# [Finnish NR] Niko Ronkainen 7.24 clock average (& 7.96 championship winning average)



## Ronxu (Aug 15, 2014)

[youtubehd]watch?v=s_iI88GAdJg[/youtubehd]


----------



## Evan Liu (Aug 15, 2014)

Nice solves, congrats!


Spoiler



First solve was 6.87, not 6.27. It's correct in the description but wrong in the video.


----------



## Ronxu (Aug 15, 2014)

Evan Liu said:


> Nice solves, congrats!



Thanks!



> First solve was 6.87, not 6.27. It's correct in the description but wrong in the video.

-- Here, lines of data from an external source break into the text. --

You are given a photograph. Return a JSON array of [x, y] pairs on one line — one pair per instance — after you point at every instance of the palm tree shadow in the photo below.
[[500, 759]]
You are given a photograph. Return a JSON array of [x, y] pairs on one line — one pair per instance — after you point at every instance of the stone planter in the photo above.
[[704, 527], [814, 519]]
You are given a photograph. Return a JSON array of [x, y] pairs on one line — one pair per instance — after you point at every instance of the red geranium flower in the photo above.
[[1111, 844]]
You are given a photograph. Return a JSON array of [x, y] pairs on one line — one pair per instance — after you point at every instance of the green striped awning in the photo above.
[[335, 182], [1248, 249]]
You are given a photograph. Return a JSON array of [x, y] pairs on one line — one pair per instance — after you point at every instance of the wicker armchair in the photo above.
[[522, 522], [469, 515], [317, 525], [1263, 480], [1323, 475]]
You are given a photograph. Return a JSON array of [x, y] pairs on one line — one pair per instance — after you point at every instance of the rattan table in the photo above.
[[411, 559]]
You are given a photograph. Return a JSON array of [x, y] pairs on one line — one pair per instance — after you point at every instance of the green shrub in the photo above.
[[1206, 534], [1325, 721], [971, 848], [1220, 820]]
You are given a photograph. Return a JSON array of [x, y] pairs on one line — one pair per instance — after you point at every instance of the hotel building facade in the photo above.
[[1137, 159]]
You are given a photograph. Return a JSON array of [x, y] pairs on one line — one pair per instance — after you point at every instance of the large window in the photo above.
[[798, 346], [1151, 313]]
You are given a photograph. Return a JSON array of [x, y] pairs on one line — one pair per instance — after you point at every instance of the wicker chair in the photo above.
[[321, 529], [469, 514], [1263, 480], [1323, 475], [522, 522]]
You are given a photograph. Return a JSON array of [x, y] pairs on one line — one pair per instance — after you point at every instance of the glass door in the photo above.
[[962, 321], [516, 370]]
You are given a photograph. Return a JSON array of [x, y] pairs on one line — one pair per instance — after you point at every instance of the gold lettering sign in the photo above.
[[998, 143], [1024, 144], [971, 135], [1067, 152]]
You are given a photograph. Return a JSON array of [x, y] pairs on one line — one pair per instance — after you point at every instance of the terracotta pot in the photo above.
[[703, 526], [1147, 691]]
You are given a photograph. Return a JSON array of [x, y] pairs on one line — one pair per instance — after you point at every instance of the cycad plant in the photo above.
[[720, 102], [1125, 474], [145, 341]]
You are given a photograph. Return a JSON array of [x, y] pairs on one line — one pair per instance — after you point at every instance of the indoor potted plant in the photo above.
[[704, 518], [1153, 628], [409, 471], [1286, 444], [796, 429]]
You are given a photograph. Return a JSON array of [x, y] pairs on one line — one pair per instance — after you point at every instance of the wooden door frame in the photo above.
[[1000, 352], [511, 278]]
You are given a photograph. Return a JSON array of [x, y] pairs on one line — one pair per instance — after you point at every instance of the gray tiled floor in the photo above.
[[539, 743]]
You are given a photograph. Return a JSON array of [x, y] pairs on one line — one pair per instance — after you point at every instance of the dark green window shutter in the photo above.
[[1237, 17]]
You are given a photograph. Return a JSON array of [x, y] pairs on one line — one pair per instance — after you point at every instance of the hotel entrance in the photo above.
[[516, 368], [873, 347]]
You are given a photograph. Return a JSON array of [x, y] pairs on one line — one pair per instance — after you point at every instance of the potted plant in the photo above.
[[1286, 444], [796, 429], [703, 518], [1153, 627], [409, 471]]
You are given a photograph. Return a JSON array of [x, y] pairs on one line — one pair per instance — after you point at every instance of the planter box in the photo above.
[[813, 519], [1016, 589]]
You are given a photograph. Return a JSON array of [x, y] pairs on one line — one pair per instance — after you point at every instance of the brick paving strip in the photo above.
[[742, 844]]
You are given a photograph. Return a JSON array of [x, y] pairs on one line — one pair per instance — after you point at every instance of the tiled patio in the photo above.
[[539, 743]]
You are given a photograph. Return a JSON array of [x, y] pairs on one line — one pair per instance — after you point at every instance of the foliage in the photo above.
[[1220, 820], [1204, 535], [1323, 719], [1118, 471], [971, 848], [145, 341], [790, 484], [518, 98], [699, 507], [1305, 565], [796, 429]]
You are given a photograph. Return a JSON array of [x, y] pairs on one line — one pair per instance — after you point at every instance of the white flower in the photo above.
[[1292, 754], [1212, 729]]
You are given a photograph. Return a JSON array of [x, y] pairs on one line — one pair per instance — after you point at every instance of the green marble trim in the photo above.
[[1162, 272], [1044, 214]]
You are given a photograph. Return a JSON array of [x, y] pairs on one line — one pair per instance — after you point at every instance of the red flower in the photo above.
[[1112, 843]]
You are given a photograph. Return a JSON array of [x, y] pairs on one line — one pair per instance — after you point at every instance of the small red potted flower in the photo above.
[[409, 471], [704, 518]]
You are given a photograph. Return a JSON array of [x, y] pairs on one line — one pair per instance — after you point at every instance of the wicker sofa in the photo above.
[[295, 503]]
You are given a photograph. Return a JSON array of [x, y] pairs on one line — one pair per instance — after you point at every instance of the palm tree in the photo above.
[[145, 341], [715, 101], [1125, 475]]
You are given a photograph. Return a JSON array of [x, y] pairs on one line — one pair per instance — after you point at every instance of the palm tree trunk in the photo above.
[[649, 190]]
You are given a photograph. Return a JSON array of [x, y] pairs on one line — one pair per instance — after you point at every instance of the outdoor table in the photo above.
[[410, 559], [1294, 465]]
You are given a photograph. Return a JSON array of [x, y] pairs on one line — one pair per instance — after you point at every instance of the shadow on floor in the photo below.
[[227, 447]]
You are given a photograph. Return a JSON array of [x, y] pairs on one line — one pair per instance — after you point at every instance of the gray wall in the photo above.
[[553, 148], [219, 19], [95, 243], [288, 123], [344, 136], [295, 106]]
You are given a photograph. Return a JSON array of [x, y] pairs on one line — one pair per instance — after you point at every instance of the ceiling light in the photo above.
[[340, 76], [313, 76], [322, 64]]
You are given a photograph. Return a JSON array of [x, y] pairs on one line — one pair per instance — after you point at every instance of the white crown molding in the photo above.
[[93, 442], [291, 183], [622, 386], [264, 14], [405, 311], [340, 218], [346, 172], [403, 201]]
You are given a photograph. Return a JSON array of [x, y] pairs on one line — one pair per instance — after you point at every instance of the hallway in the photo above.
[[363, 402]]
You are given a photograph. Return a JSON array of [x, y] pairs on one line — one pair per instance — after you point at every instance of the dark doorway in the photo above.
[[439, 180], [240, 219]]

Dammit, how did I miss that?


----------



## DuffyEdge (Aug 15, 2014)

Very nice solves!
I think all of us did pretty badly in the finals


----------



## Ronxu (Aug 15, 2014)

DuffyEdge said:


> Very nice solves!



Thanks!



> I think all of us did pretty badly in the finals



Yeah, I was surprised to win with this average. It was stupidly close though.


----------



## Bhargav777 (Aug 15, 2014)

Gj!


----------



## Ronxu (Aug 15, 2014)

Bhargav777 said:


> Gj!



ty


----------



## ryanj92 (Aug 15, 2014)

Congratulations again, Niko!
A well deserving European champion :3


----------



## Ronxu (Aug 15, 2014)

ryanj92 said:


> Congratulations again, Niko!
> A well deserving European champion :3



Thanks!


----------